Someone invented UHT milk in the 1960s. It became generally available in the 1970s and I consumed my first “box” of UHT milk in 1983.
People of modernized countries don’t realize bad they really have it. Having lived in the United States most of my life, but with the opportunity to live in other countries, I can understand why no one notices.
Dairy fresh milk has a very limited shelf life requiring refrigeration and usually only for a few days. The reason? The milk is only pasteurized and homogenized. UHT milk, however, has a shelf life of six to nine months at room temperature. Once opened and refrigerated, that shelf life drops to a few days, but then it’s already being consumed. Dairy fresh milk will go bad in the refrigerator, even if unopened, within a couple of weeks.
The modern consumer tends to throw out more spoiled milk than consumers from developing nations where distribution of dairy fresh milk isn’t practical.
When you live in places like the United States, you tend to get used to the way dairy fresh milk tastes. It’s pasteurized and homogenized cow milk. Goat milk tastes different, as does the milk from other animals.
UHT milk tastes slightly different from dairy fresh milk, but it’s still cow milk. It doesn’t take more than a couple of days to get used to the difference in taste. I still like to drink it cold even if it’s not necessary, so I always keep a few liters in the refrigerator. I’ve returned to the United States multiple times and I drank dairy fresh milk there and then returned to drink UHT milk here in the Philippines. I hardly noticed the taste difference each time.

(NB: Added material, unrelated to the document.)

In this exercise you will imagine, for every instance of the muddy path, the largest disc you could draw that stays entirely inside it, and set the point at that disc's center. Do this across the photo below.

Pasteurization is the process of heating milk to 72 degrees Celsius (161.6 degrees Fahrenheit) for at least 15 seconds. UHT is the process of heating milk to a temperature exceeding 135 degrees Celsius (275 degrees Fahrenheit) for one or two seconds.
Pasteurization takes place before filling dairy fresh milk into containers to kill most of the microorganisms which cause spoilage. The original taste is normally maintained. Although the UHT process changes the taste slightly, it kills all the spores in milk.
Rumor has it that McDonald’s makes their deserts with UHT milk. It’s also rumored that UHT milk is the kind of milk served on planes and trains. I can’t confirm either rumor but if a milk product has a label, which type of milk you’re drinking when you inspect the label could surprise you.
There’s nothing wrong with drinking UHT milk. In my opinion, it’s safer to store and drink due to its longer shelf life. The stores here import UHT milk from New Zealand, where my friend Lis Sowerbutts is currently living.
Speaking of New Zealand, a place where I really want to go for vacation, did you know a lot of American movie production companies film there? If I’m not mistaken, they filmed all the “Lord of the Rings” movies there.
I’ve read a lot of negative stories about UHT milk. As usual, the negativity is about how the milk changes when it’s heated. Some people say it’s no good for cooking or baking. Well, when you cook, you’re heating the milk beyond the boiling point anyway.
It’s almost as bad as how people say microwaved food isn’t good for you because it changes the molecular structure of the food. Again, when you do any kind of cooking, you’re changing the molecular structure.
If you want to have true fresh milk and completely unchanged food, you need to drink the milk straight from the cow (like farm families do) and eat all of your animal products raw. Good luck with that.